Não — o resultado está em reais nominais do ano da sua aposentadoria, não em poder de compra de hoje. Para estimar em reais constantes, use uma taxa real: subtraia a inflação projetada da rentabilidade esperada. No Brasil, com inflação em torno de 4% ao ano, uma aplicação que rende 10% nominal equivale a cerca de 6% reais. Insira essa taxa real e o saldo final poderá ser lido, aproximadamente, em reais de hoje.
Impostos e taxas estão incluídos no resultado?
Não, o cálculo é bruto. No Brasil, o imposto depende do produto: na previdência privada a tabela regressiva chega a 10% de IR após 10 anos; no Tesouro Direto e em CDBs vale a tabela regressiva da renda fixa, que para em 15% após 2 anos; e fundos sofrem come-cotas semestral. As taxas também pesam: 1 ponto percentual a mais de taxa de administração ao ano pode consumir dezenas de milhares de reais em 30 anos de acumulação.
Quanto devo aportar por mês para a aposentadoria?
Uma regra prática comum é destinar de 10% a 15% da renda bruta ao longo prazo. Mas o jeito mais útil é usar a calculadora ao contrário: defina a idade de aposentadoria e o saldo que deseja, e vá aumentando o aporte mensal até o resultado bater com a meta. Se você começou tarde, há três alavancas: aportar mais, adiar a aposentadoria em um ou dois anos (cada ano extra soma aportes e rendimento composto) ou aceitar uma meta menor.
Sobre esta calculadora
No Brasil, o INSS paga no máximo um valor pouco acima de R$ 8.000 — e a maioria recebe bem menos —, então quem quer manter o padrão de vida precisa construir patrimônio próprio: previdência privada, Tesouro Direto, CDBs ou fundos de investimento.
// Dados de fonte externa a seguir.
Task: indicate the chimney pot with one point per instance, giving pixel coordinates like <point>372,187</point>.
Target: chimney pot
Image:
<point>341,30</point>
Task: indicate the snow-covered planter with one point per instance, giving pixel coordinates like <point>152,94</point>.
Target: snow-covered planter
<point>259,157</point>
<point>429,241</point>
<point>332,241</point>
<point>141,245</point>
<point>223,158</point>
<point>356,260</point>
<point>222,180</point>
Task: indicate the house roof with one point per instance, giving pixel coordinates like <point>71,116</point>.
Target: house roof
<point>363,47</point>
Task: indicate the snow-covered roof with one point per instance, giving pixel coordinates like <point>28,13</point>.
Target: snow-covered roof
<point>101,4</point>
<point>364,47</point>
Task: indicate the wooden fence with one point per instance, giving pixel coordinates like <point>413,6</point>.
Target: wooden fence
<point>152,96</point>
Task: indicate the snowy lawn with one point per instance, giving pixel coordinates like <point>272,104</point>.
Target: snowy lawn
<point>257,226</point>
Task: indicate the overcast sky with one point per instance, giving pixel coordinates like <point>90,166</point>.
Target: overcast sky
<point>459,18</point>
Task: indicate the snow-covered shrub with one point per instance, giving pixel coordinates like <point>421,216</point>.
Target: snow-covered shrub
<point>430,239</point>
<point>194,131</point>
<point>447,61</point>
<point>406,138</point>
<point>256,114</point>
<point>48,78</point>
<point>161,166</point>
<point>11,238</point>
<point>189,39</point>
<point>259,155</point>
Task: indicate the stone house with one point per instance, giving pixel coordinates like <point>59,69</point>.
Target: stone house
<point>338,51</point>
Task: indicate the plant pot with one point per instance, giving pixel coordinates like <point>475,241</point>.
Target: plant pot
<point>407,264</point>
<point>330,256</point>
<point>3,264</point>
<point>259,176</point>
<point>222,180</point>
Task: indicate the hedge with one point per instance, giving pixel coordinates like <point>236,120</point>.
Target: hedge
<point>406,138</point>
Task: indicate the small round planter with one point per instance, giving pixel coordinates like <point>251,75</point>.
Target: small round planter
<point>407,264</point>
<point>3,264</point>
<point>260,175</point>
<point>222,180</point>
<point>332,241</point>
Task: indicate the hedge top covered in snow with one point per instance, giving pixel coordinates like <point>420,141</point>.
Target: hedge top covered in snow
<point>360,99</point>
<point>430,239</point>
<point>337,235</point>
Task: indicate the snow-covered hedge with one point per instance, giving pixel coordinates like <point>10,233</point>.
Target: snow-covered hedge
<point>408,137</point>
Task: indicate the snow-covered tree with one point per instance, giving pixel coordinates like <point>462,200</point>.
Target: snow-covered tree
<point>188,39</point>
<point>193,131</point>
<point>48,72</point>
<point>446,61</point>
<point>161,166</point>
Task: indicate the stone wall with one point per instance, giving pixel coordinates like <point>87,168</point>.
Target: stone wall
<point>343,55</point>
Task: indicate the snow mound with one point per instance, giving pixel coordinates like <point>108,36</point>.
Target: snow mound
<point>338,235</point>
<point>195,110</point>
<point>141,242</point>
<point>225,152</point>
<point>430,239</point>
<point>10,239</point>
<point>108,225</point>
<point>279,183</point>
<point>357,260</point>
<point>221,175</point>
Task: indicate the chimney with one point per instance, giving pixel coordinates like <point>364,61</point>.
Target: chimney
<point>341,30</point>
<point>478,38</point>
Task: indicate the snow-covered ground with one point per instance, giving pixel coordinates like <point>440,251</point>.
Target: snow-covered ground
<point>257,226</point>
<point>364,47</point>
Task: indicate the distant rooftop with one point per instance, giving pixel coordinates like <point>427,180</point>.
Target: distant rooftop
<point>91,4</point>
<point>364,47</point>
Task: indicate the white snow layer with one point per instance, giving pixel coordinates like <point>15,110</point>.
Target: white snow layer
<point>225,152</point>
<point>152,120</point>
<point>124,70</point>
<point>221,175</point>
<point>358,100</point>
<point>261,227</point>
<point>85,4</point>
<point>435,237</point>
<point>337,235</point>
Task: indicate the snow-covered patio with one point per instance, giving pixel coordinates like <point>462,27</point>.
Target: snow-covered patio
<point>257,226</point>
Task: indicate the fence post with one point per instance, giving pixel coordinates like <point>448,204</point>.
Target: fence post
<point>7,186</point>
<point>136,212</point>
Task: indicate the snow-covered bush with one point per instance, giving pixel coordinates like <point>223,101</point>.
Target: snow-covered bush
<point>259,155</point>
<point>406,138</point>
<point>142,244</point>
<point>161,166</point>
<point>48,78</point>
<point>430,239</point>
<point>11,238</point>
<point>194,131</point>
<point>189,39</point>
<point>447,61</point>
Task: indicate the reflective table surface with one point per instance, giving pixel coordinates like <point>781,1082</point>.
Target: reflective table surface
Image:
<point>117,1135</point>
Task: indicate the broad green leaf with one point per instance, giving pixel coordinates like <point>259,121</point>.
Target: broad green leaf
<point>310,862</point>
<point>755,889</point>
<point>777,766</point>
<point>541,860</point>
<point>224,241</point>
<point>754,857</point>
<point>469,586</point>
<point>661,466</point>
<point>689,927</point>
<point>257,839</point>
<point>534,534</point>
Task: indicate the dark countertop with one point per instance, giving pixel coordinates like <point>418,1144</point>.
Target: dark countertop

Esta calculadora estima quanto você terá acumulado na idade de aposentadoria escolhida, combinando o que já tem guardado, seus aportes mensais e uma taxa de retorno anual estimada. Um exemplo: aos 30 anos, com R$ 20.000 investidos e aportes de R$ 400 por mês a 9% ao ano, você chegaria aos 65 com R$ 1.637.981,46 — sendo R$ 1.449.981,46 só de rendimento, dinheiro que os juros compostos geraram sozinhos. Informe seus dados e veja se está no caminho certo ou se precisa acelerar os aportes.